Given the following:
data $(x_{data},y_{data})$, where x values may be measured multiple times.
For example,
$$ x_{data} = ( 1, 2, 2, 3,3,3, 4 ) $$
$$ y_{data}=(8,10,9,1,2,1.5,−7) $$
And a fitting function that's linear in fit parameters
For example, $$f(x) = a + b \cos(x) + c \sin(x)$$
This function is not necessarily linear in the variables. (i.e it's not necessarily $g(x) = m*x + c$) .
I could perform a fit a few ways:
- Directly on the data $(x_{data},y_{data})$
- On the average of each y for a given x.

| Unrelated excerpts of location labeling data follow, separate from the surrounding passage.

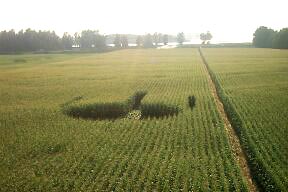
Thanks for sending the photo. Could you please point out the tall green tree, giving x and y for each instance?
(124, 41)
(139, 41)
(263, 37)
(165, 39)
(281, 39)
(180, 38)
(117, 41)
(67, 41)
(148, 42)
(206, 37)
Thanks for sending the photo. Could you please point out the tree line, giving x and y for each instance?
(31, 40)
(265, 37)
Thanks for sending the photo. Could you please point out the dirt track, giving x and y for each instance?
(233, 138)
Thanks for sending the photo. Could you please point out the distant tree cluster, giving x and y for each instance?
(265, 37)
(149, 41)
(206, 37)
(31, 40)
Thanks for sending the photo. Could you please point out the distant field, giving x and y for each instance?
(256, 82)
(41, 149)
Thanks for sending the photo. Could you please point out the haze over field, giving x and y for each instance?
(228, 21)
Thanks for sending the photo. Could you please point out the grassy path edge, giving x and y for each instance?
(232, 130)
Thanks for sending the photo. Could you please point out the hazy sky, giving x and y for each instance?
(227, 20)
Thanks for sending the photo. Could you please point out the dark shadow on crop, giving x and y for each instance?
(96, 110)
(158, 110)
(19, 60)
(131, 109)
(134, 101)
(191, 101)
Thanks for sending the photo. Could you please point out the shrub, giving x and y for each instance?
(158, 110)
(191, 101)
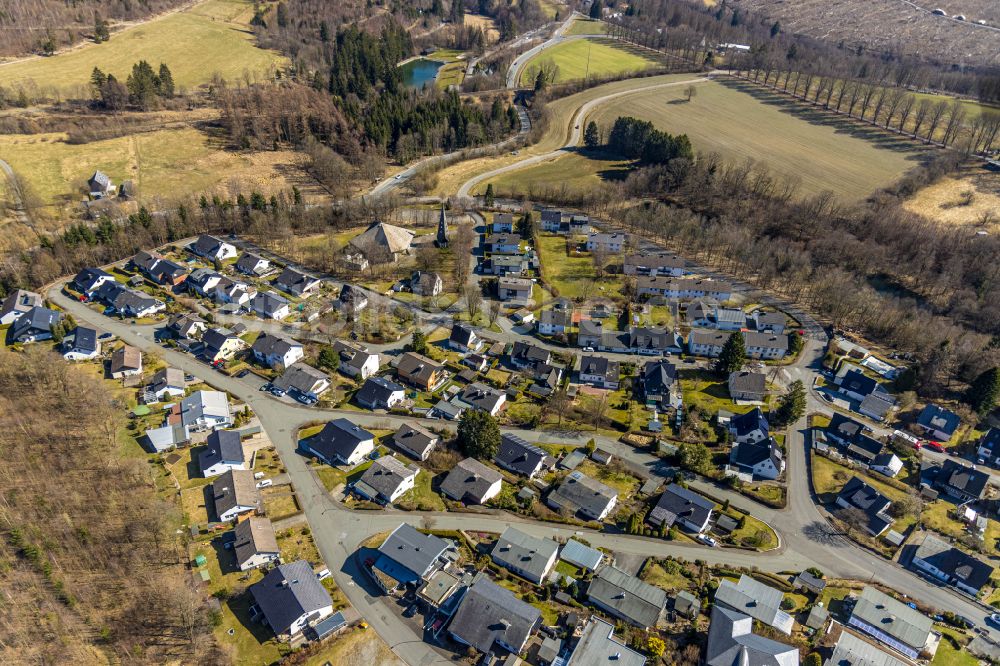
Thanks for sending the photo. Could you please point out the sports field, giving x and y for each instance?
(166, 164)
(582, 58)
(210, 38)
(823, 152)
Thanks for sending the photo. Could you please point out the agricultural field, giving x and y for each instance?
(890, 24)
(582, 58)
(208, 39)
(970, 199)
(556, 135)
(587, 26)
(165, 164)
(740, 122)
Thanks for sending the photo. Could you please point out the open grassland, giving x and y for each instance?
(822, 152)
(557, 134)
(581, 58)
(970, 199)
(165, 164)
(208, 39)
(587, 26)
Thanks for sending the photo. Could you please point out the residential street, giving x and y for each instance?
(806, 537)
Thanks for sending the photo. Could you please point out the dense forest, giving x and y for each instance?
(91, 570)
(684, 27)
(39, 26)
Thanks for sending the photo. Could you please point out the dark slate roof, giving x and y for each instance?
(339, 438)
(634, 600)
(267, 345)
(462, 334)
(677, 502)
(731, 642)
(287, 592)
(658, 377)
(583, 493)
(965, 568)
(747, 423)
(223, 446)
(413, 438)
(939, 418)
(85, 338)
(844, 427)
(865, 448)
(415, 551)
(965, 479)
(750, 454)
(862, 496)
(377, 390)
(518, 455)
(386, 475)
(469, 480)
(529, 353)
(37, 319)
(858, 382)
(489, 612)
(606, 368)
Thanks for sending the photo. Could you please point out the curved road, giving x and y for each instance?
(806, 536)
(576, 132)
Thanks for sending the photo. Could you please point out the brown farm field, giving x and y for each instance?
(894, 25)
(741, 122)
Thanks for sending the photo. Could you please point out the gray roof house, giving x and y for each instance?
(340, 442)
(520, 457)
(34, 325)
(254, 543)
(731, 641)
(753, 598)
(235, 492)
(490, 615)
(472, 482)
(16, 304)
(627, 597)
(291, 598)
(598, 647)
(527, 556)
(584, 496)
(386, 480)
(408, 555)
(415, 441)
(682, 507)
(223, 452)
(891, 622)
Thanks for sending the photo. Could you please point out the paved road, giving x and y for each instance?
(807, 537)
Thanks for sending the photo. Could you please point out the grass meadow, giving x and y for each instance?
(579, 58)
(208, 39)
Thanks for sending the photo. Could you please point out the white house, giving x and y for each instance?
(223, 452)
(212, 248)
(254, 543)
(274, 351)
(82, 345)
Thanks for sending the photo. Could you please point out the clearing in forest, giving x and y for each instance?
(582, 58)
(210, 38)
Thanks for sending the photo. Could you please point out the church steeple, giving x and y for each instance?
(442, 237)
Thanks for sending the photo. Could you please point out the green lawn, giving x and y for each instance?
(587, 26)
(581, 58)
(572, 277)
(210, 38)
(741, 122)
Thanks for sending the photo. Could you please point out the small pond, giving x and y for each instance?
(418, 72)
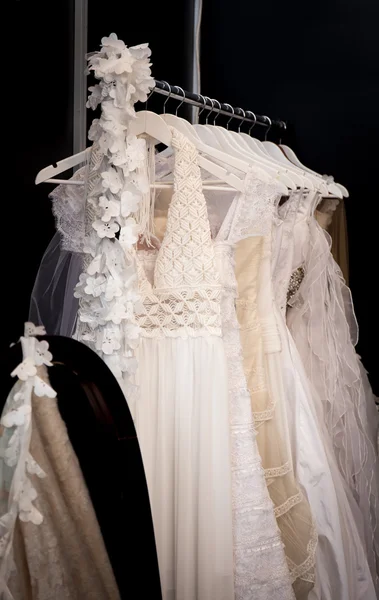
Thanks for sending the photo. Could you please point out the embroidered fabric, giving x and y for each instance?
(64, 557)
(292, 510)
(261, 570)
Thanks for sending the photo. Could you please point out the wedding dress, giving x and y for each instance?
(56, 545)
(292, 509)
(193, 400)
(321, 319)
(336, 514)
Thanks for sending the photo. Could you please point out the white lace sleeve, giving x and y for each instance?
(68, 206)
(254, 209)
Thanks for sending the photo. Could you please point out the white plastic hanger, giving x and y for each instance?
(154, 126)
(47, 175)
(209, 145)
(256, 145)
(231, 142)
(293, 158)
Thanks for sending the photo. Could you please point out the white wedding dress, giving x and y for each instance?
(334, 509)
(322, 322)
(214, 522)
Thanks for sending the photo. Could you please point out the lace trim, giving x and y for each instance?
(184, 300)
(254, 209)
(261, 570)
(68, 206)
(278, 471)
(303, 571)
(181, 313)
(15, 438)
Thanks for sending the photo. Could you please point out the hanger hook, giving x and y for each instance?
(168, 97)
(255, 120)
(212, 102)
(218, 111)
(232, 117)
(149, 96)
(180, 103)
(269, 125)
(283, 125)
(204, 104)
(244, 118)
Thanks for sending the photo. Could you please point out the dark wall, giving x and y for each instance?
(38, 110)
(315, 64)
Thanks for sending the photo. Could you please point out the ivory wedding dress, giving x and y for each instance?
(214, 522)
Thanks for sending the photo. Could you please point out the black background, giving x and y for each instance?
(313, 64)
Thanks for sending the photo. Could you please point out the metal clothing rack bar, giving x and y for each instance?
(212, 105)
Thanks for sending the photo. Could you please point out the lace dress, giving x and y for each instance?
(322, 321)
(214, 522)
(291, 506)
(63, 557)
(334, 509)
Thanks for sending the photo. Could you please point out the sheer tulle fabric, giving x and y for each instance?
(320, 319)
(262, 573)
(52, 302)
(182, 420)
(64, 556)
(336, 226)
(291, 507)
(337, 516)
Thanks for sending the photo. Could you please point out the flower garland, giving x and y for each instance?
(17, 462)
(107, 289)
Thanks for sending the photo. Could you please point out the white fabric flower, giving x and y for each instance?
(112, 181)
(42, 354)
(96, 265)
(31, 330)
(95, 97)
(108, 341)
(105, 229)
(95, 285)
(112, 44)
(33, 467)
(95, 130)
(129, 232)
(116, 313)
(24, 370)
(129, 203)
(112, 290)
(110, 207)
(16, 417)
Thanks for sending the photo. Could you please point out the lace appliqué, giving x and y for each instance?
(184, 299)
(15, 435)
(261, 570)
(294, 284)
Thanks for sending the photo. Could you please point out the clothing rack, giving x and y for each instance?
(211, 105)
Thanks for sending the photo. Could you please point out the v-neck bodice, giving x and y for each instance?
(183, 297)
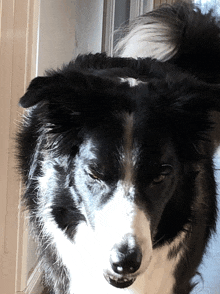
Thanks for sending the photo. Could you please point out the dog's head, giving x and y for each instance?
(125, 146)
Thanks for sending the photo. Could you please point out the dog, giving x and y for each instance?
(116, 156)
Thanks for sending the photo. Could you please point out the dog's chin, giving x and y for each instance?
(119, 282)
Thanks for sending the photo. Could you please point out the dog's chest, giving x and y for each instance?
(159, 277)
(87, 277)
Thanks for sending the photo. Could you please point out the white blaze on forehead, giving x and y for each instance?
(132, 81)
(127, 157)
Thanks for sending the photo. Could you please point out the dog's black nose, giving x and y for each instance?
(125, 259)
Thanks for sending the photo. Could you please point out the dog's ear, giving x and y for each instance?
(49, 87)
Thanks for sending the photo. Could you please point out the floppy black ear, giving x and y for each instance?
(49, 88)
(36, 91)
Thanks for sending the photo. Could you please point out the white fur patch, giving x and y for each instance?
(132, 81)
(87, 255)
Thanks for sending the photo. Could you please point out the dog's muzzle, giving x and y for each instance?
(125, 260)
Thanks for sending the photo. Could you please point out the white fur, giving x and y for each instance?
(147, 40)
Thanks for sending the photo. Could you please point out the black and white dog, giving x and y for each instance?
(116, 154)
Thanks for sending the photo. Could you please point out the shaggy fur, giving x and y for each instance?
(116, 155)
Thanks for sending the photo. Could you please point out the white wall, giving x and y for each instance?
(68, 28)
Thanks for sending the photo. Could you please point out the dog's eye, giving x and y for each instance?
(166, 169)
(94, 176)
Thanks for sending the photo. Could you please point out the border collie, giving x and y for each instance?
(116, 155)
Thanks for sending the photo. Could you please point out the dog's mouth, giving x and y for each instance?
(119, 282)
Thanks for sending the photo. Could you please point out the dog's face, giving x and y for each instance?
(123, 181)
(115, 159)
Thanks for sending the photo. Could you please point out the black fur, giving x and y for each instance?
(87, 100)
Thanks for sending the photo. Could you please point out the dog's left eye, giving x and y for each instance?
(94, 176)
(166, 169)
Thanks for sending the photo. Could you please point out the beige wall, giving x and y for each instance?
(17, 54)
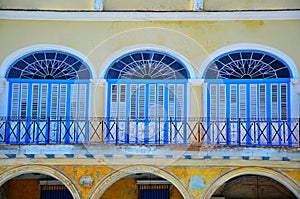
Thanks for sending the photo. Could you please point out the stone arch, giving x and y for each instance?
(249, 46)
(9, 174)
(9, 60)
(104, 184)
(109, 60)
(275, 175)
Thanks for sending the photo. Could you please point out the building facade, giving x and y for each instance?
(158, 99)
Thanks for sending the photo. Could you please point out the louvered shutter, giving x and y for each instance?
(283, 102)
(171, 103)
(35, 101)
(74, 99)
(274, 101)
(222, 101)
(243, 101)
(122, 105)
(63, 101)
(253, 101)
(24, 100)
(133, 101)
(141, 101)
(82, 100)
(54, 101)
(15, 100)
(233, 101)
(44, 98)
(161, 99)
(213, 102)
(180, 100)
(114, 101)
(152, 100)
(262, 101)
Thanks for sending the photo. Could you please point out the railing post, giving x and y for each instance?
(60, 130)
(239, 132)
(170, 138)
(48, 130)
(158, 130)
(228, 137)
(298, 132)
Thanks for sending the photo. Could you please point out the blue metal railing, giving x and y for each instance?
(160, 131)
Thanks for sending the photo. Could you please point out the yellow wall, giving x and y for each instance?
(48, 5)
(159, 5)
(250, 4)
(23, 189)
(194, 40)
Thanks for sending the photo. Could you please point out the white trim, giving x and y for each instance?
(198, 5)
(107, 62)
(23, 51)
(98, 5)
(149, 16)
(250, 46)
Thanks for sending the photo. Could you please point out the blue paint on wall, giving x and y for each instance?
(197, 183)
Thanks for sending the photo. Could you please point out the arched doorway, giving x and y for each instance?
(253, 182)
(253, 187)
(48, 91)
(34, 186)
(248, 99)
(38, 182)
(144, 176)
(142, 186)
(147, 90)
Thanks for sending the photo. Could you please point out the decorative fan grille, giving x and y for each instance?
(49, 65)
(147, 65)
(247, 65)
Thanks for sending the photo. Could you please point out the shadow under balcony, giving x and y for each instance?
(150, 131)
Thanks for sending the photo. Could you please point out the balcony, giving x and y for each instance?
(150, 131)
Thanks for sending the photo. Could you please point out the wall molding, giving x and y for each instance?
(148, 16)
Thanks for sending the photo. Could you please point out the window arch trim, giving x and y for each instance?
(260, 52)
(55, 61)
(10, 59)
(253, 47)
(168, 67)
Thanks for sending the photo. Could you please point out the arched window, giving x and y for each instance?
(48, 84)
(251, 87)
(145, 86)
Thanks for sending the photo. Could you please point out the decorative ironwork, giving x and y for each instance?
(247, 65)
(147, 65)
(203, 131)
(49, 65)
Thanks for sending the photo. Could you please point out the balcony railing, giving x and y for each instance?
(101, 130)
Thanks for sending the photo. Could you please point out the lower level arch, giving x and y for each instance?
(275, 175)
(103, 185)
(9, 174)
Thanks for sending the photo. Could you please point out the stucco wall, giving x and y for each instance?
(194, 41)
(250, 4)
(157, 5)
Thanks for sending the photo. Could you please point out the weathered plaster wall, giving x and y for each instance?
(195, 41)
(196, 179)
(48, 5)
(25, 189)
(250, 4)
(159, 5)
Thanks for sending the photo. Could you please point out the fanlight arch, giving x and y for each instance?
(145, 86)
(49, 64)
(47, 85)
(247, 64)
(147, 65)
(252, 88)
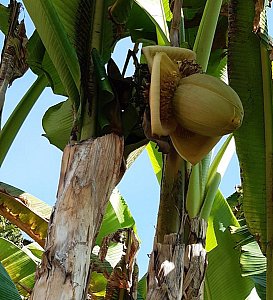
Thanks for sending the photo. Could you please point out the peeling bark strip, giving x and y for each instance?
(90, 171)
(165, 279)
(195, 261)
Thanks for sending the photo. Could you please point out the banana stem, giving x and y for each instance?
(171, 196)
(268, 97)
(206, 31)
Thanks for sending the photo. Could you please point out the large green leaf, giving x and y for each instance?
(41, 64)
(57, 123)
(27, 212)
(19, 114)
(54, 36)
(156, 160)
(20, 267)
(8, 290)
(155, 10)
(117, 216)
(223, 278)
(251, 141)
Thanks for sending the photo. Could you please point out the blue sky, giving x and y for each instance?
(33, 165)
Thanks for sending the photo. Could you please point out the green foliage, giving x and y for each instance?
(19, 265)
(4, 19)
(250, 137)
(8, 290)
(10, 232)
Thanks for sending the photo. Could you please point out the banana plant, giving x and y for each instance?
(99, 124)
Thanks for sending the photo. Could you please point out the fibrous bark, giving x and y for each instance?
(195, 261)
(90, 171)
(165, 279)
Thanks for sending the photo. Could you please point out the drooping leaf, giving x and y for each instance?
(156, 160)
(155, 10)
(142, 288)
(8, 290)
(54, 37)
(260, 284)
(140, 25)
(10, 232)
(58, 123)
(27, 212)
(223, 278)
(20, 267)
(252, 260)
(18, 116)
(41, 64)
(250, 137)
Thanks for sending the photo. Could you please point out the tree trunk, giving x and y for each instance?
(90, 170)
(165, 274)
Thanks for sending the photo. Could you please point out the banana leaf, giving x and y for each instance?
(8, 290)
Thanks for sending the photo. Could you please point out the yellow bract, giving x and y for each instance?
(195, 111)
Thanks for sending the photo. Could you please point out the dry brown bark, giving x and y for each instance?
(195, 261)
(90, 170)
(177, 271)
(165, 274)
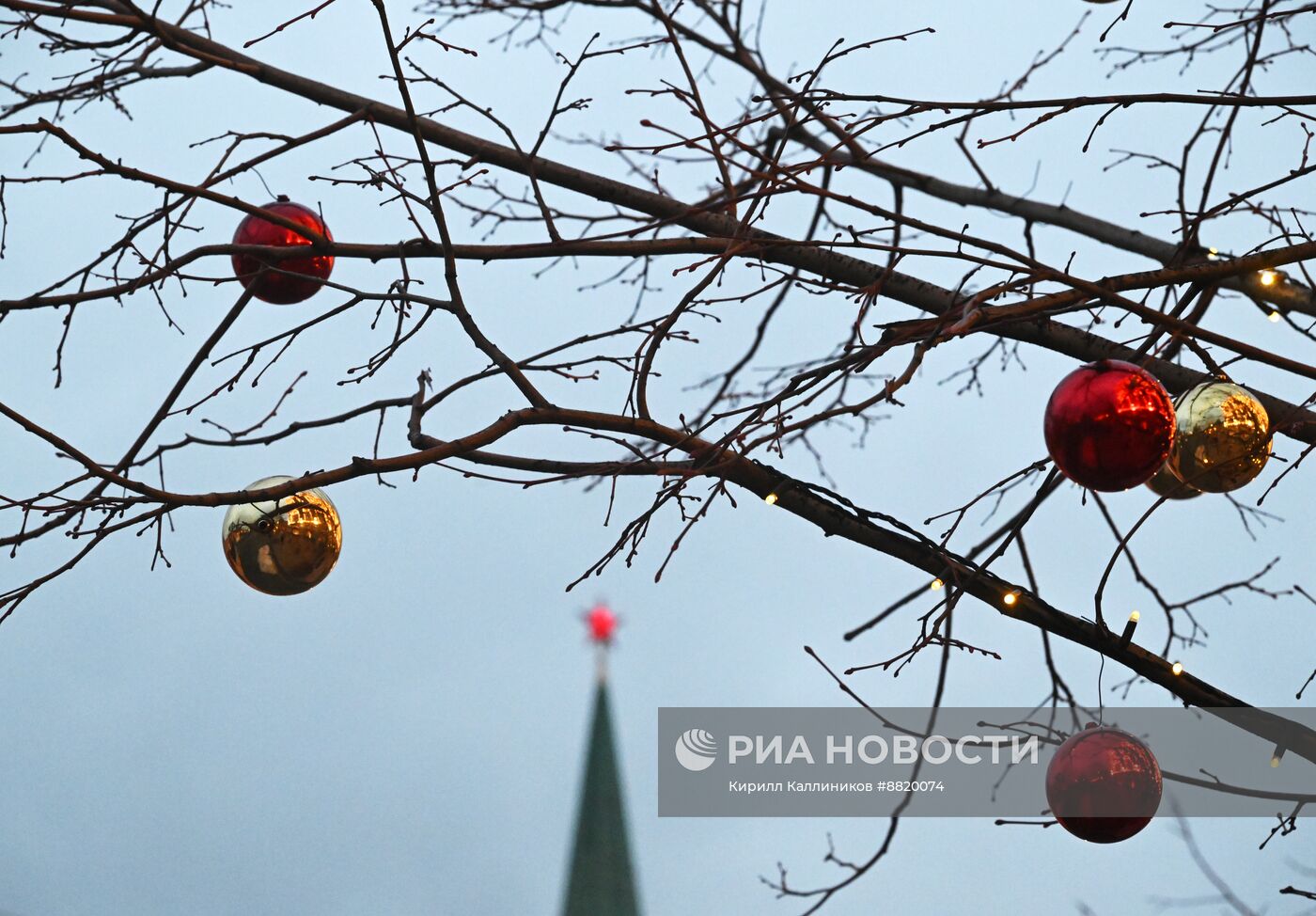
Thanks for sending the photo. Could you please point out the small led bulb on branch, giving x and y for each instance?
(1127, 636)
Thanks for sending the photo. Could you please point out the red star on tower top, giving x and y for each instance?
(603, 624)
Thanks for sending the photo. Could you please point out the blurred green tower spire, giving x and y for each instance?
(601, 880)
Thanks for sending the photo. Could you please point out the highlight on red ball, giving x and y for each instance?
(1103, 784)
(603, 624)
(289, 279)
(1109, 425)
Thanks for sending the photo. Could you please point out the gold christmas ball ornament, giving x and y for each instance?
(1221, 437)
(283, 546)
(1165, 483)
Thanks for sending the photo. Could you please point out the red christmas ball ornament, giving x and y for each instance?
(1109, 425)
(302, 276)
(1103, 784)
(603, 624)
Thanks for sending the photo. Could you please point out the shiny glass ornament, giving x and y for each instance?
(1103, 784)
(303, 276)
(1165, 483)
(283, 546)
(1223, 437)
(603, 623)
(1109, 425)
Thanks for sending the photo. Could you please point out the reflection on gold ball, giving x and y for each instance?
(283, 546)
(1221, 437)
(1165, 483)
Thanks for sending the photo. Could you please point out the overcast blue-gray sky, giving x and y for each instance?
(407, 737)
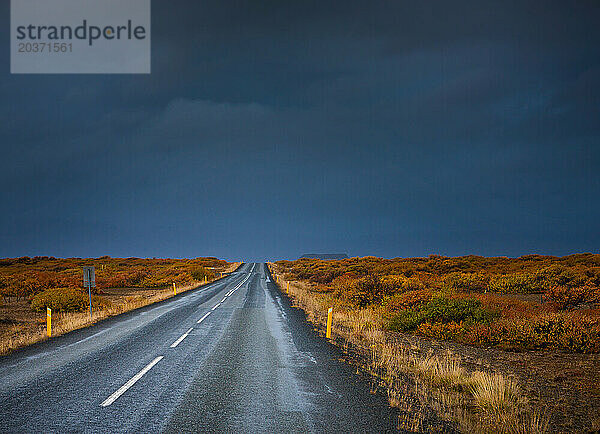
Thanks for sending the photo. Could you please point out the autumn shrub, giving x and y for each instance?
(442, 310)
(466, 282)
(515, 283)
(65, 300)
(408, 300)
(199, 273)
(566, 297)
(363, 291)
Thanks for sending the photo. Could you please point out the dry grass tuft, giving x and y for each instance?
(479, 402)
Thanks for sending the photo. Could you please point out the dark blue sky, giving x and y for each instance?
(273, 129)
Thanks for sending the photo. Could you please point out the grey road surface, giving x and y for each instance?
(232, 356)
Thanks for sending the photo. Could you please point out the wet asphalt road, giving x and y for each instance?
(232, 356)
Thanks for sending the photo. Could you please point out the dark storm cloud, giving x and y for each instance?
(268, 129)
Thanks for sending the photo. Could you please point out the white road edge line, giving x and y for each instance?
(112, 398)
(182, 337)
(203, 318)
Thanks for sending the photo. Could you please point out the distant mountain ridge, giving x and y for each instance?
(325, 256)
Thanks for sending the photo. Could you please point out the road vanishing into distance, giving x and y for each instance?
(231, 356)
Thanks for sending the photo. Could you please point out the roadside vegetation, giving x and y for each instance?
(389, 311)
(29, 285)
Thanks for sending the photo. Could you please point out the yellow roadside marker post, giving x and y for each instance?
(329, 318)
(49, 321)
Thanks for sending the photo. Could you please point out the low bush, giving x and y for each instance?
(442, 310)
(466, 282)
(409, 300)
(565, 297)
(199, 273)
(65, 300)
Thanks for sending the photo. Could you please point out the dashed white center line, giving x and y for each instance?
(203, 318)
(112, 398)
(182, 337)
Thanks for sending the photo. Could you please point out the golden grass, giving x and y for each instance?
(479, 402)
(19, 337)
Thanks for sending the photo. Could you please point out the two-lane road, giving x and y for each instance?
(231, 356)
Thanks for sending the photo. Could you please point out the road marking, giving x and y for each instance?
(203, 318)
(112, 398)
(182, 337)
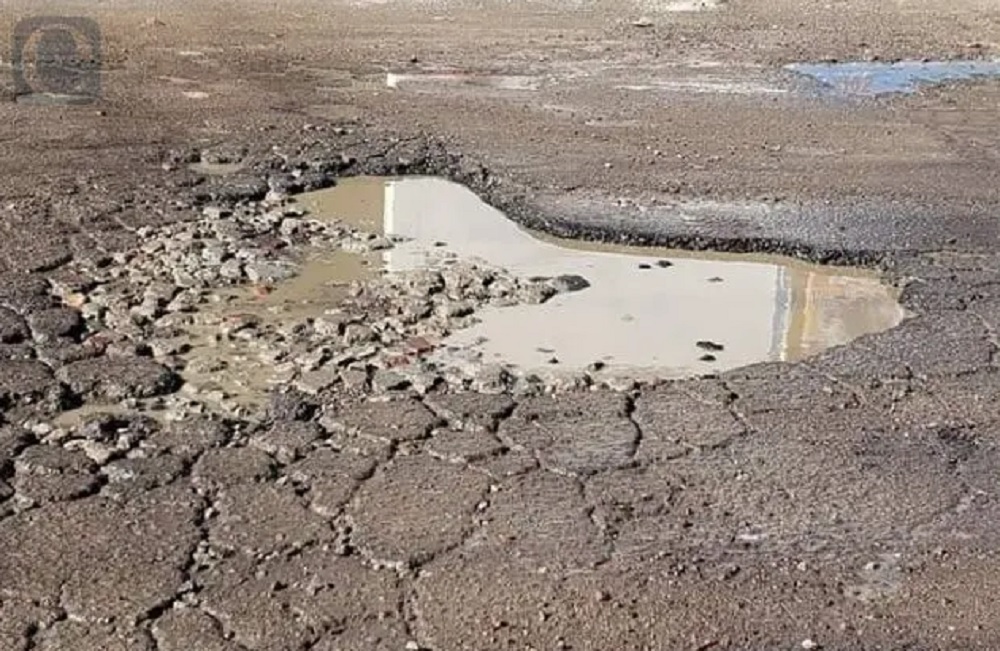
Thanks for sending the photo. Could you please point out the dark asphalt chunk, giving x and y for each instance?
(119, 378)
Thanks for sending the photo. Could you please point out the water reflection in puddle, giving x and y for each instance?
(663, 312)
(877, 78)
(434, 80)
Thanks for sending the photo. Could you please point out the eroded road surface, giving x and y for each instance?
(713, 367)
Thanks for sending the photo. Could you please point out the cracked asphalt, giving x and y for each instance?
(846, 502)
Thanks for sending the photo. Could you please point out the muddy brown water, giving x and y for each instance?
(645, 310)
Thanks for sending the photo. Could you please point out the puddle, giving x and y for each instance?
(432, 81)
(692, 5)
(878, 78)
(424, 81)
(707, 84)
(661, 312)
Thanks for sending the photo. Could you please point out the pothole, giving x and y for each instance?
(649, 312)
(879, 78)
(384, 284)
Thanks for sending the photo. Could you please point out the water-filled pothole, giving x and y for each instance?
(879, 78)
(641, 311)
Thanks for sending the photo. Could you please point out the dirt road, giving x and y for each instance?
(845, 502)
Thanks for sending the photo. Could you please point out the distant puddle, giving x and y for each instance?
(878, 78)
(429, 81)
(432, 80)
(670, 313)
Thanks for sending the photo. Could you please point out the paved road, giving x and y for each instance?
(849, 502)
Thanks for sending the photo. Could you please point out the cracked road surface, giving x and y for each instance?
(846, 502)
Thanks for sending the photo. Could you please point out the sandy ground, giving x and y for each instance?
(845, 503)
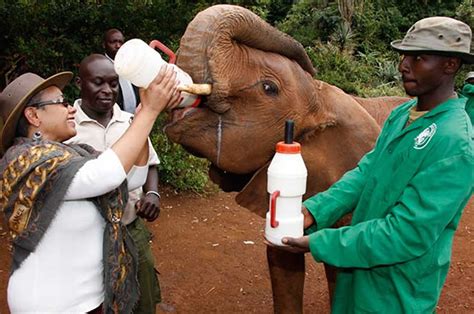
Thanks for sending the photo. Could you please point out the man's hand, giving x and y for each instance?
(293, 245)
(148, 207)
(308, 218)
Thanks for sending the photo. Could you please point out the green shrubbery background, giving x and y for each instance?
(347, 41)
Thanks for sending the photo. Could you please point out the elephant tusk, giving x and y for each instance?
(197, 89)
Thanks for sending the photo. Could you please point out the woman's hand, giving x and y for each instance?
(162, 93)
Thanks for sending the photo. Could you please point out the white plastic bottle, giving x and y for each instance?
(286, 184)
(139, 63)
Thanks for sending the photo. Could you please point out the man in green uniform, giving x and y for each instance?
(468, 91)
(407, 195)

In the example: $$x_{avg} = (1,2,3,4)$$ and $$y_{avg} = (8,9.5,1.5,4)$$
- Or on the averaged data set with the same number of points $x_{data}$ and $$y_{avgSpaced} = (8,9.5,9.5,1.5,1.5,1.5,4)$$
My Guess
I feel like method 2 will result in a different fit from 1 and 3, because the weighting of the points is different. In the example, x=3 matters less if you do method 2 than method 1 or 3. However, I imagine a least squares regression with weighting would make method 2 equivalent to method 3. And my intuition tells me that method 3 should be equivalent to method 1.